Addressing Medford’s housing shortage

Appealing Medford attracts potential new residents, but lack of housing keeps people from relocating there.

Three Rivers has been invited to investigate a solution to address the Medford housing shortage, reports Annie Harman in the Owatonna People’s Press.

Sandwiched in between two large, workforce cities, the City of Medford is for many workers an appealing option in which to settle down. But, despite the quiet neighborhoods and stress-free commute, the city cannot work around the biggest obstacle in attracting new citizens: no room in the inn.

For years, Medford has struggled with the lack of housing available.
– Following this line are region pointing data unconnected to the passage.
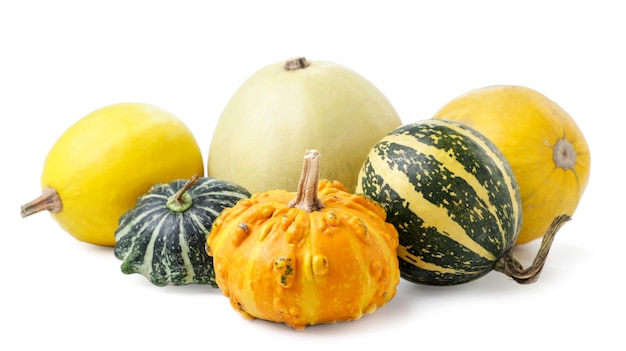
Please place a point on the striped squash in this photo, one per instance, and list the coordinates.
(450, 194)
(164, 236)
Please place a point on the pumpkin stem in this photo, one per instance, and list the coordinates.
(296, 63)
(306, 195)
(48, 200)
(181, 201)
(510, 266)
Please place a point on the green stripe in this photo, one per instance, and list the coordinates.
(459, 205)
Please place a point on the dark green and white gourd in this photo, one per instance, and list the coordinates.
(453, 198)
(164, 236)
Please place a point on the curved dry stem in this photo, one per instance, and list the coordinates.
(510, 266)
(49, 200)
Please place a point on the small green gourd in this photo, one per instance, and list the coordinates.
(164, 236)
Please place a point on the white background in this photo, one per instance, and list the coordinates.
(60, 60)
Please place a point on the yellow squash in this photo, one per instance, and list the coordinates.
(319, 255)
(98, 168)
(546, 149)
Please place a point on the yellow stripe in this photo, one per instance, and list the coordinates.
(432, 214)
(498, 159)
(407, 256)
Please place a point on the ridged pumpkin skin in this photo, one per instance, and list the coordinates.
(450, 194)
(286, 265)
(166, 241)
(105, 161)
(542, 142)
(323, 106)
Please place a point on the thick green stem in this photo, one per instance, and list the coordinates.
(510, 266)
(49, 200)
(306, 195)
(181, 201)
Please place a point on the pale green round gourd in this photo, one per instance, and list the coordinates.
(287, 107)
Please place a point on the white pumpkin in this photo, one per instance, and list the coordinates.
(288, 107)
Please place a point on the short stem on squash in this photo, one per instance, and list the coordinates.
(564, 154)
(510, 266)
(181, 201)
(306, 195)
(49, 200)
(296, 63)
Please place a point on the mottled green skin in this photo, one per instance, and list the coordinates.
(168, 247)
(439, 186)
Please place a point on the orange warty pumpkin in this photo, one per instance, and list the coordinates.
(320, 255)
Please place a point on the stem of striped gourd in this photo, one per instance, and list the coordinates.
(510, 266)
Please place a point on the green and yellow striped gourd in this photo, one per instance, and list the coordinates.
(451, 195)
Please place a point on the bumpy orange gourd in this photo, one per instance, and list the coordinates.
(319, 255)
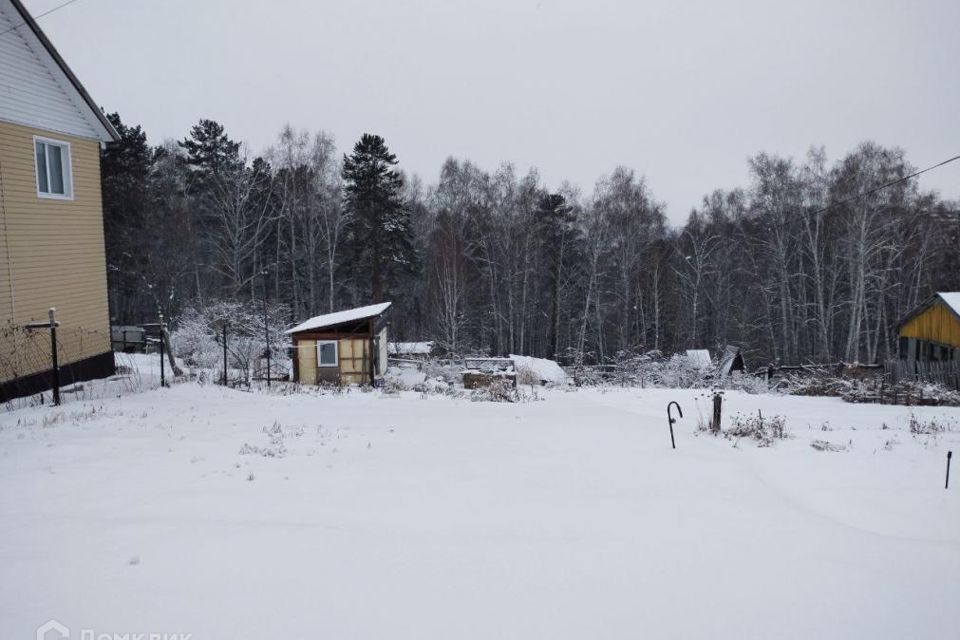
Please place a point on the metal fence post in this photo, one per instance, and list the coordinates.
(162, 376)
(52, 314)
(224, 354)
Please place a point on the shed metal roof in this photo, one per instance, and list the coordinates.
(341, 317)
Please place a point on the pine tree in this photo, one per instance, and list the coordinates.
(380, 234)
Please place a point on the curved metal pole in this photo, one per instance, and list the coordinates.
(671, 419)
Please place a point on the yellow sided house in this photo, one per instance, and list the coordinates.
(342, 348)
(51, 215)
(929, 344)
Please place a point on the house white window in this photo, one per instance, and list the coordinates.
(327, 355)
(54, 170)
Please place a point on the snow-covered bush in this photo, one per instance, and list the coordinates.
(825, 445)
(198, 338)
(930, 427)
(496, 391)
(755, 427)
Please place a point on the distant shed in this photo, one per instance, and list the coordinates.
(732, 360)
(931, 332)
(345, 347)
(929, 341)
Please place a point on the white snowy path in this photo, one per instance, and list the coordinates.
(405, 517)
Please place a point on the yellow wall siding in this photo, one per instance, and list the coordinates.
(936, 324)
(51, 255)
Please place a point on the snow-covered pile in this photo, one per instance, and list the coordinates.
(401, 349)
(538, 371)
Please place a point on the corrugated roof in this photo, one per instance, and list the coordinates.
(949, 298)
(341, 317)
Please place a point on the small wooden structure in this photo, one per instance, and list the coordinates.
(929, 343)
(732, 360)
(342, 348)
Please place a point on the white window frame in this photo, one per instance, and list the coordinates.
(66, 156)
(336, 353)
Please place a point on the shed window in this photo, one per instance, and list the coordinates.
(54, 172)
(327, 353)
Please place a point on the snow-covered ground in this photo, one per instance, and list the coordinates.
(234, 515)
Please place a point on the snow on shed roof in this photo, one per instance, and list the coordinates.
(341, 317)
(951, 299)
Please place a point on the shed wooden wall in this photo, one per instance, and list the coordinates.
(51, 255)
(937, 324)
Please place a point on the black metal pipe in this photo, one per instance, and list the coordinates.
(163, 381)
(671, 420)
(947, 483)
(224, 354)
(53, 355)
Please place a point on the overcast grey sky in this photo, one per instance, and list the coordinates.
(683, 92)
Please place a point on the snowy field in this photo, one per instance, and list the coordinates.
(368, 515)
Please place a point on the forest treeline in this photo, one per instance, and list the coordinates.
(796, 266)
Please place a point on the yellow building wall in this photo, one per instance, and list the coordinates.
(937, 324)
(51, 255)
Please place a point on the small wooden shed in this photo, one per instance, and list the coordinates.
(929, 344)
(343, 348)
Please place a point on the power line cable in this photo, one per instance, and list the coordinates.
(37, 17)
(884, 186)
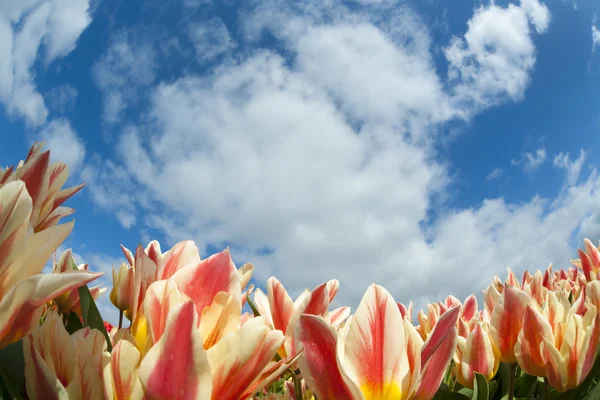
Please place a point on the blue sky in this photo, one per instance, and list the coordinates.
(425, 146)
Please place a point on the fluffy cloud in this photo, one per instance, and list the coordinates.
(61, 98)
(24, 27)
(321, 164)
(494, 60)
(63, 142)
(573, 168)
(595, 35)
(531, 161)
(211, 39)
(496, 173)
(128, 66)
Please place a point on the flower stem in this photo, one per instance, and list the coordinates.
(511, 382)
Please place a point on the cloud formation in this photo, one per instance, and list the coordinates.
(25, 28)
(316, 159)
(530, 161)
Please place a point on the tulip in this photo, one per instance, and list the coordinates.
(23, 289)
(506, 321)
(121, 294)
(58, 365)
(283, 314)
(476, 353)
(69, 301)
(43, 182)
(174, 362)
(381, 356)
(589, 261)
(559, 343)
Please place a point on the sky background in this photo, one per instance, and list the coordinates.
(422, 145)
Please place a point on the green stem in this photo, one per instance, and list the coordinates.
(297, 387)
(511, 382)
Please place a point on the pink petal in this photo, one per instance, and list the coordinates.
(238, 359)
(202, 281)
(176, 367)
(280, 304)
(372, 354)
(318, 361)
(21, 307)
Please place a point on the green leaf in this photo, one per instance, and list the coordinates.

It has affected economic growth, keeping teachers in the school district, and overall workforce employment.

“I’ve reached out to several developers,” said City Administrator Andy Welti during a special meeting on Monday.

Welti has been actively looking for a developer to come in and produce more housing options in Medford, but explained that the challenge with a small community lies in the demand for an upfront cost by the city expected by those developers.

“They’re not willing to take the risk,” Welti said.

That is when he remembered a beautiful subdivision in his hometown of Plainview. Harvest Ridge, 12 acres of single family homes and rental townhomes, houses families with parents working modest-paying jobs. The development provided 20 rental units and 30 homes-to-own and was made a reality by the non-profit, Three Rivers Community Action.

Three Rivers has been covering 20 counties in southern Minnesota for more than 50 years. The organizations aids in affordable transportation, daycare, energy assistance, first-time homeowners, and workforce housing developments. Leah Hall, the community development coordinator for Three Rivers, spent some time in Medford to determine if the organization could be of service to the City.

“We implement this as a part of a community plan,” Hall said. “We develop housing projects in partnership with the community.”

Three Rivers is able to finance affordable housing through low-income housing tax credits. Hall explained these tax credits, created under Section 42 of the IRS, are the primary tool they use in their projects. There are other financial partners in each project as well, ranging from foundations, local lenders, equity investors, and the Greater Minnesota Housing Fund to name a few.

After showing the council members and Mayor Lois Nelson housing development examples such as the own in Plainview, as well as others in Faribault and Northfield, Hall explained that Three Rivers provides the upfront costs for the developments.

“We are pretty serious about feasibility with our communities because of these costs,” she said.

With Medford being the smallest community Three Rivers would partner with, it becomes a bit of a special case.

“What really counts is Medford is inside a workforce area that is commutable as identified in a market study,” said Hall.